Coopération énergétique algéro-tchadienne : une centrale de 40 mégawatts pour N’Djamena
Un partenariat stratégique voit le jour entre l’Algérie et le Tchad avec la signature, ce jeudi à Alger, d’un accord historique pour la construction d’une centrale électrique de 40 mégawatts à N’Djamena.
Les ministres en charge de l’Énergie des deux pays, Mourad Adjal pour l’Algérie et Passalé Kanabé Marcelin pour le Tchad, ont officialisé cet accord visant à renforcer les liens bilatéraux. Ce projet s’inscrit dans la dynamique impulsée par le président algérien Abdelmadjid Tebboune, qui place la coopération Sud-Sud au cœur de ses priorités. L’objectif ? Soutenir les nations africaines, notamment en matière de production et de distribution d’énergie, un secteur crucial pour le développement économique.
Une étude technique aboutie et des étapes concrètes
La signature de l’accord couronne des mois de travail intensif entre les équipes techniques des deux pays. Lors de leur rencontre à Alger, les deux ministres ont passé en revue les différentes facettes de la future collaboration : production, transport et distribution d’électricité, fourniture d’équipements, et formation des ressources humaines. Une étude technique détaillée a été finalisée, permettant de valider la faisabilité du projet.
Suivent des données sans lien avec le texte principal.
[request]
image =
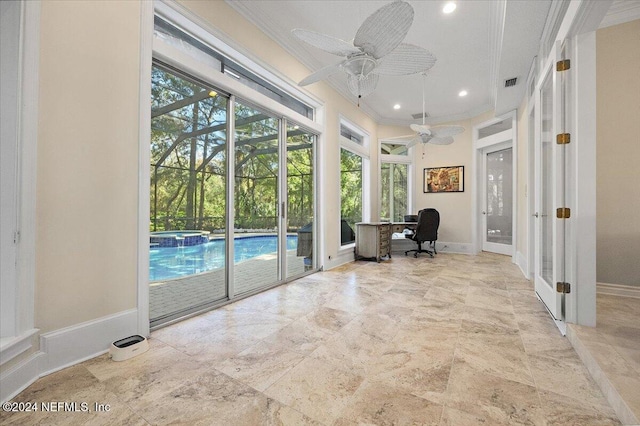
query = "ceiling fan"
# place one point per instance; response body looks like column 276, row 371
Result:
column 377, row 49
column 437, row 135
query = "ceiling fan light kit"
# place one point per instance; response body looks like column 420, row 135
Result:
column 377, row 49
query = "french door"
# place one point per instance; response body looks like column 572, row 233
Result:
column 550, row 183
column 497, row 212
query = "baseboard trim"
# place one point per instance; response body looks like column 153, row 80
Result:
column 459, row 248
column 71, row 345
column 618, row 290
column 17, row 378
column 522, row 263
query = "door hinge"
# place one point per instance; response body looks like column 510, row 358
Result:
column 563, row 65
column 563, row 138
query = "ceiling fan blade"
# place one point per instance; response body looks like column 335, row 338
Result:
column 441, row 140
column 406, row 59
column 321, row 74
column 414, row 142
column 325, row 42
column 385, row 29
column 421, row 128
column 363, row 86
column 443, row 131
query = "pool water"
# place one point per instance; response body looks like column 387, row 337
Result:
column 167, row 263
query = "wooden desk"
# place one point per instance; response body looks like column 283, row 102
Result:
column 401, row 226
column 373, row 239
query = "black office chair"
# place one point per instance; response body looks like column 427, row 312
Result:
column 426, row 231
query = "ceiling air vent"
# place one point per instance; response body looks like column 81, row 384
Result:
column 419, row 115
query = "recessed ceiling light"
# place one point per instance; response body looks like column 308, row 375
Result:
column 449, row 7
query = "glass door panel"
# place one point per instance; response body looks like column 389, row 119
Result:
column 256, row 202
column 549, row 234
column 300, row 243
column 187, row 196
column 394, row 194
column 498, row 211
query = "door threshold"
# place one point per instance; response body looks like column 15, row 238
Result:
column 562, row 326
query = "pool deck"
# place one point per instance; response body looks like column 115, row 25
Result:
column 170, row 296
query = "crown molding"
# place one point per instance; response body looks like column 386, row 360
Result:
column 621, row 12
column 472, row 113
column 496, row 35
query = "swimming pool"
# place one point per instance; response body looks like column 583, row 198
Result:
column 178, row 238
column 167, row 263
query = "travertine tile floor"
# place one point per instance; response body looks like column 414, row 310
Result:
column 611, row 352
column 455, row 340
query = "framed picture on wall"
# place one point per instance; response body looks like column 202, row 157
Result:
column 444, row 179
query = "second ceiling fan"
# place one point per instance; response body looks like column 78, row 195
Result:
column 437, row 135
column 377, row 49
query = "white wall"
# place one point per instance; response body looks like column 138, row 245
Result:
column 618, row 154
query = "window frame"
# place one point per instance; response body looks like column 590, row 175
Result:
column 398, row 159
column 362, row 150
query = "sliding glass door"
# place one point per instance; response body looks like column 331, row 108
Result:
column 300, row 189
column 223, row 227
column 256, row 199
column 188, row 203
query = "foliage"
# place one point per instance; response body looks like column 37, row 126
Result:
column 189, row 155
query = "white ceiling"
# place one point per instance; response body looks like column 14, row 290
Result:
column 480, row 45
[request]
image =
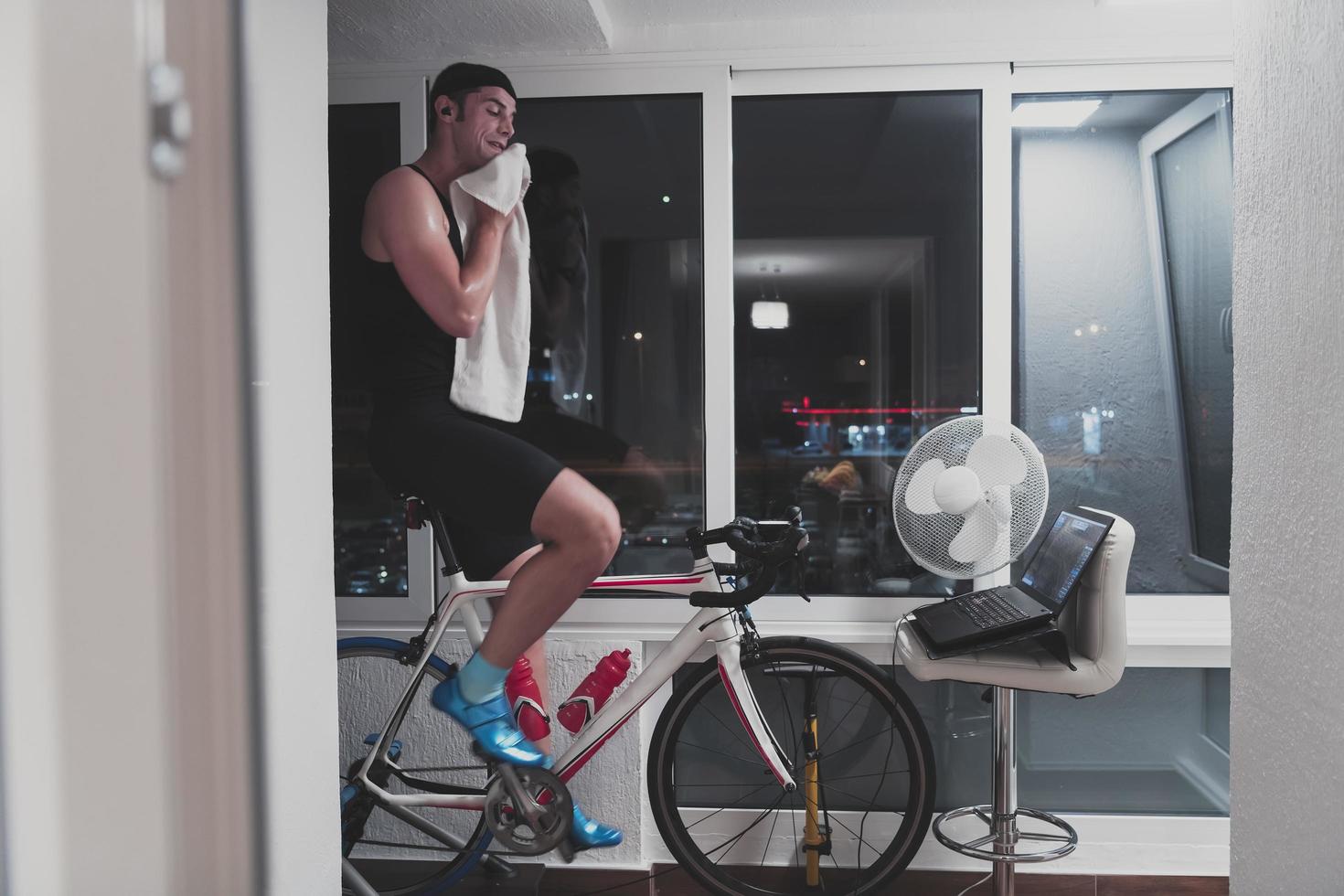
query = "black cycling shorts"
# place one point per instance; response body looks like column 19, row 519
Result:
column 485, row 480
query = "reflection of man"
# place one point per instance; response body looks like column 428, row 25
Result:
column 560, row 277
column 560, row 347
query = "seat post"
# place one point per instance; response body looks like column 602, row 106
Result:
column 1006, row 786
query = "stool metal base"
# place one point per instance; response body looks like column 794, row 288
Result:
column 1001, row 842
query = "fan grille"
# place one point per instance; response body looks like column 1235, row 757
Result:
column 928, row 536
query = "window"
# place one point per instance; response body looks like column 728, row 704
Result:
column 1155, row 744
column 363, row 144
column 1123, row 231
column 857, row 294
column 1146, row 747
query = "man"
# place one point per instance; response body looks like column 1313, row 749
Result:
column 514, row 511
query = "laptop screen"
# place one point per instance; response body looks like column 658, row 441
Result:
column 1062, row 557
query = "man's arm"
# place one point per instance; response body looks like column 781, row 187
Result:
column 406, row 222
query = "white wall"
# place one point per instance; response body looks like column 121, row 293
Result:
column 1287, row 501
column 83, row 560
column 285, row 108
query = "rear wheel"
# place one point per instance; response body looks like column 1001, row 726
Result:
column 388, row 849
column 860, row 756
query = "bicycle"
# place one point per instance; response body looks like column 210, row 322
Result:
column 711, row 786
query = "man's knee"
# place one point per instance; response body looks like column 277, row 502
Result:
column 574, row 513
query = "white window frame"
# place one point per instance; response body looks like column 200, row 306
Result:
column 1164, row 630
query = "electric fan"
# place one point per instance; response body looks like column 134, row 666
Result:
column 969, row 497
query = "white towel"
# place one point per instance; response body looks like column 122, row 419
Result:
column 489, row 371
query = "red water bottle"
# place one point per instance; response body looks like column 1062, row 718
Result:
column 526, row 699
column 589, row 696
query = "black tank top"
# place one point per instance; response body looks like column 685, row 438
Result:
column 411, row 357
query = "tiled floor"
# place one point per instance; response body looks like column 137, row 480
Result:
column 674, row 881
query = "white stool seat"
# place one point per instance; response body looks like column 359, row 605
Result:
column 1093, row 624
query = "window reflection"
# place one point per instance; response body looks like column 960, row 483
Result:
column 614, row 383
column 857, row 272
column 1124, row 331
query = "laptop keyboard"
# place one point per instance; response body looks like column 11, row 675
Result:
column 988, row 610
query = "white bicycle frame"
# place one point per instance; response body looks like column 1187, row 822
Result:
column 715, row 624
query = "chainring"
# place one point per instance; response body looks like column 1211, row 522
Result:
column 551, row 802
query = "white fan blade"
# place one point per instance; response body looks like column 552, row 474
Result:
column 976, row 538
column 920, row 489
column 1000, row 507
column 994, row 426
column 1000, row 501
column 997, row 461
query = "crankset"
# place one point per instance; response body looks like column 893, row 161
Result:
column 529, row 810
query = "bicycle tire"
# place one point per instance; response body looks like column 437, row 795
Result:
column 697, row 693
column 374, row 653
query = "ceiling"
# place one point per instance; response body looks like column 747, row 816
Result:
column 372, row 31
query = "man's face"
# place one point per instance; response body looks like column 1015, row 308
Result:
column 484, row 125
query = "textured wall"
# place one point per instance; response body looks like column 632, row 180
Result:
column 1287, row 503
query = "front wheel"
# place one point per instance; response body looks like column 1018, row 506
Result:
column 862, row 761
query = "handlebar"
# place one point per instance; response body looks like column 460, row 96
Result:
column 763, row 555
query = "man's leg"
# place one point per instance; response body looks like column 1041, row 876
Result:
column 581, row 531
column 535, row 655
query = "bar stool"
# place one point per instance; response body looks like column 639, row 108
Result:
column 1094, row 629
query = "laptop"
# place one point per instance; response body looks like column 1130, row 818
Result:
column 1034, row 602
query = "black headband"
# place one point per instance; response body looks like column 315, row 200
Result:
column 468, row 76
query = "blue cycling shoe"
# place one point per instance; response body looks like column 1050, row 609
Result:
column 491, row 724
column 592, row 835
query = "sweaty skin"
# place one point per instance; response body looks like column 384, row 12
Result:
column 405, row 222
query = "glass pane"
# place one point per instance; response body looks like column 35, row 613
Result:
column 857, row 278
column 1138, row 749
column 1195, row 189
column 363, row 144
column 615, row 383
column 1092, row 384
column 1144, row 747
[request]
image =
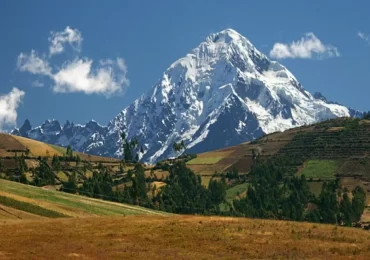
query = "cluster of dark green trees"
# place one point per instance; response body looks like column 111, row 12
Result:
column 272, row 194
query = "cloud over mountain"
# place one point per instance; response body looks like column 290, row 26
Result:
column 8, row 107
column 308, row 47
column 104, row 77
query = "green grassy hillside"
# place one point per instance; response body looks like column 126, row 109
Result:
column 40, row 202
column 337, row 148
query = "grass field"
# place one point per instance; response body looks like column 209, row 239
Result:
column 30, row 208
column 37, row 148
column 323, row 169
column 205, row 160
column 64, row 203
column 179, row 237
column 233, row 192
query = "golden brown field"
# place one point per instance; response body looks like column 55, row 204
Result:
column 179, row 237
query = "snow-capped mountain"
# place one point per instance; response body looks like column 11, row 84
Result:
column 222, row 93
column 53, row 133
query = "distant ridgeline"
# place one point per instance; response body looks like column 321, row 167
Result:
column 276, row 186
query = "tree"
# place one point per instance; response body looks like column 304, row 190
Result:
column 69, row 152
column 358, row 203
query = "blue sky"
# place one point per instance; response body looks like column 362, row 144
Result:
column 137, row 40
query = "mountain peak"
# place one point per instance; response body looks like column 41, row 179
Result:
column 222, row 93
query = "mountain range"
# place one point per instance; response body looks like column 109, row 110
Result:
column 222, row 93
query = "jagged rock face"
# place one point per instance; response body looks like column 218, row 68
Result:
column 53, row 133
column 222, row 93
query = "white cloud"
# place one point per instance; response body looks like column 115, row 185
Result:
column 37, row 83
column 33, row 63
column 8, row 107
column 364, row 37
column 107, row 77
column 58, row 40
column 78, row 76
column 308, row 47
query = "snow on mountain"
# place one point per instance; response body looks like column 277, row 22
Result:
column 222, row 93
column 53, row 133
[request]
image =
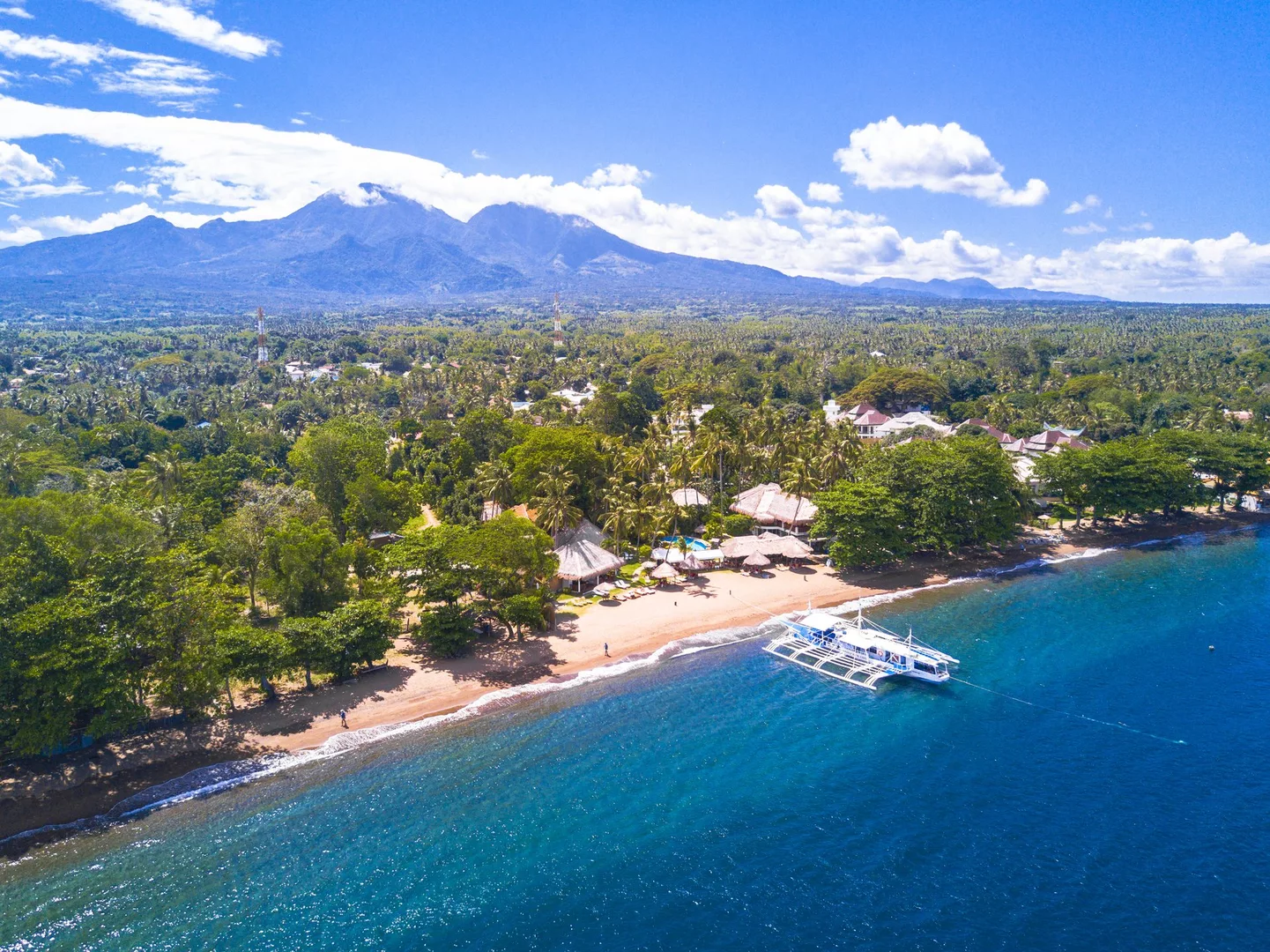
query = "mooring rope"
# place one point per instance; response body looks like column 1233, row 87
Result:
column 1067, row 713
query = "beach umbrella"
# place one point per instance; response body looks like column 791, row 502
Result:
column 665, row 572
column 794, row 548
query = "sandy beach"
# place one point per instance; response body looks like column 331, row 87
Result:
column 412, row 687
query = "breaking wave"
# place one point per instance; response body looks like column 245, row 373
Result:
column 218, row 778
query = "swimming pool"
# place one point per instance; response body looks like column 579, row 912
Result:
column 673, row 540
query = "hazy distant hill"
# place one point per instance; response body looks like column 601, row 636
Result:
column 974, row 289
column 392, row 249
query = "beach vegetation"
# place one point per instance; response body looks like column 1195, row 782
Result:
column 179, row 524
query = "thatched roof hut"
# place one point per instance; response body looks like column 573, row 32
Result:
column 769, row 505
column 665, row 572
column 582, row 554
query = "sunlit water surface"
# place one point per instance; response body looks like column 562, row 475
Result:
column 726, row 800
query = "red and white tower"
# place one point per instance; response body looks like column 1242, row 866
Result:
column 262, row 353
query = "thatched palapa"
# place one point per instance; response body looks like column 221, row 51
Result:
column 582, row 554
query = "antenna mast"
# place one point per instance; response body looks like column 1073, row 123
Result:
column 262, row 353
column 558, row 327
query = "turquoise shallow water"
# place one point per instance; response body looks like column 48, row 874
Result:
column 725, row 800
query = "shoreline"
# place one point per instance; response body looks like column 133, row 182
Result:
column 411, row 688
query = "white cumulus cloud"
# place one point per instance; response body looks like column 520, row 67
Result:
column 1088, row 204
column 150, row 190
column 616, row 175
column 178, row 19
column 823, row 192
column 19, row 168
column 947, row 159
column 252, row 172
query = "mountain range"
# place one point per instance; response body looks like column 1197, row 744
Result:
column 390, row 249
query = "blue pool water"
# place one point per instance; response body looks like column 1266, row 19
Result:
column 699, row 544
column 729, row 801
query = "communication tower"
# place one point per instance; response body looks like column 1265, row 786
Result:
column 262, row 353
column 558, row 327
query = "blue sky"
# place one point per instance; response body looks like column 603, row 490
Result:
column 711, row 118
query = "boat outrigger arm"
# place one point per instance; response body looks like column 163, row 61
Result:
column 856, row 650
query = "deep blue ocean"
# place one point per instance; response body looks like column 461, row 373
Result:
column 725, row 800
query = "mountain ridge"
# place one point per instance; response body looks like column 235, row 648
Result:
column 392, row 249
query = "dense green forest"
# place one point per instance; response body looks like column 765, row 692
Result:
column 177, row 520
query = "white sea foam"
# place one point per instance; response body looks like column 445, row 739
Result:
column 501, row 698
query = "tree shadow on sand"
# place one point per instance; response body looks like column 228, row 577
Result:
column 501, row 664
column 296, row 710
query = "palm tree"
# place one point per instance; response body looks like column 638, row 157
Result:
column 555, row 501
column 840, row 454
column 494, row 480
column 163, row 474
column 619, row 519
column 13, row 465
column 800, row 480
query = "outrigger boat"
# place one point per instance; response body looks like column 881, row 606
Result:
column 856, row 650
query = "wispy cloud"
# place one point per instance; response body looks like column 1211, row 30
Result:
column 19, row 168
column 167, row 79
column 823, row 192
column 616, row 175
column 150, row 190
column 252, row 172
column 1090, row 227
column 178, row 19
column 1088, row 204
column 947, row 159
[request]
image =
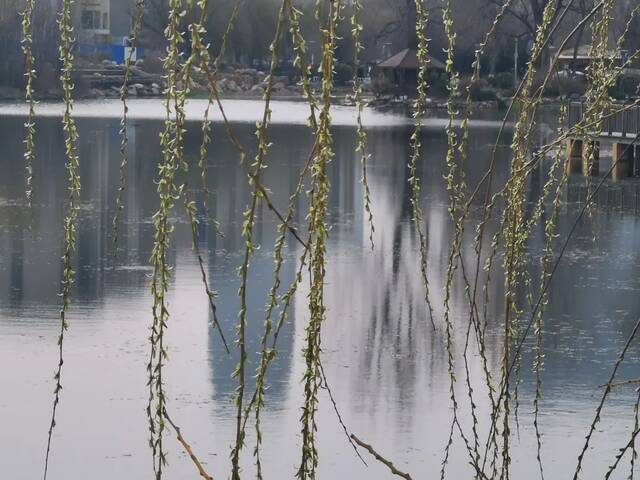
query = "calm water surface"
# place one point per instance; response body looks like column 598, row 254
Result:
column 386, row 366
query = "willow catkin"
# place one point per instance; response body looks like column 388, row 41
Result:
column 419, row 106
column 361, row 147
column 171, row 141
column 124, row 121
column 319, row 233
column 30, row 74
column 203, row 51
column 73, row 166
column 247, row 231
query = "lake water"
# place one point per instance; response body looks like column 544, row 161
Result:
column 385, row 365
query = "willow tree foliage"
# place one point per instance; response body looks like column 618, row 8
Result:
column 504, row 203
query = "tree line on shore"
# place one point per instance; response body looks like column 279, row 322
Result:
column 389, row 26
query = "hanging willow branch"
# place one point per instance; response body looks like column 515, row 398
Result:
column 356, row 32
column 247, row 231
column 172, row 143
column 73, row 166
column 318, row 230
column 124, row 121
column 30, row 73
column 419, row 107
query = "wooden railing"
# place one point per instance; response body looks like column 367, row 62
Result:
column 619, row 124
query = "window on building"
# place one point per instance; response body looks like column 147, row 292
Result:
column 90, row 20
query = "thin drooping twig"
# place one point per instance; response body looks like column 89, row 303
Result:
column 30, row 73
column 605, row 394
column 325, row 385
column 247, row 231
column 73, row 170
column 380, row 458
column 124, row 121
column 203, row 473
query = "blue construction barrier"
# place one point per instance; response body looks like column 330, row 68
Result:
column 115, row 53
Les équipes de Sonelgaz se sont rendues sur place la semaine précédente pour finaliser les derniers ajustements. Les préparatifs sont désormais lancés pour l’exportation des équipements et la pose de la première pierre. En parallèle, des techniciens tchadiens se formeront pendant un mois dans les écoles de Sonelgaz en Algérie. Leur mission ? Assurer l’exploitation et la maintenance de la centrale dès sa mise en service. Ce projet inclut également la réhabilitation du réseau électrique de la capitale tchadienne, une avancée majeure pour le pays.
L’Algérie, un modèle en matière d’énergie électrique
Passalé Kanabé Marcelin, ministre tchadien de l’Eau et de l’Énergie, qualifie cet accord de « jalon historique » dans les relations entre les deux nations. Il rappelle que les fondations de cette coopération ont été posées lors de la visite officielle du président tchadien Mahamat Idriss Déby Itno en Algérie en avril dernier. Le Tchad souhaite s’inspirer de l’expertise algérienne, reconnue à l’échelle continentale.
Le ministre tchadien exprime sa gratitude envers l’Algérie pour son soutien constant, soulignant que le pays est devenu une « véritable référence » en Afrique en matière de production et de gestion de l’électricité. Actuellement, 12 stagiaires tchadiens suivent une formation en Algérie pour maîtriser l’exploitation des centrales électriques. D’autres sessions sont prévues pour élargir ce programme de transfert de compétences.
Une centrale 100 % algérienne pour un partenariat gagnant-gagnant
Yazid Djellouli, PDG de Sonelgaz International, précise que la centrale sera « algérienne à cent pour cent » en termes de conception, d’équipements et de main-d’œuvre. Les autorités tchadiennes ont déjà entamé les travaux préparatoires, incluant l’aménagement du site et le transfert des équipements. Ce projet s’ajoute à une série d’initiatives que Sonelgaz déploie en Afrique, où la demande pour des infrastructures énergétiques durables ne cesse de croître.
De son côté, Saleh Ben Haliki, directeur général de la Tchadienne d’électricité (TchadElec), salue ce projet comme le premier fruit tangible des « nouvelles relations » entre les deux pays dans le domaine énergétique. Il insiste sur la volonté du Tchad de capitaliser sur l’expérience algérienne, dont la maîtrise du secteur électrique est désormais reconnue comme une référence sur le continent.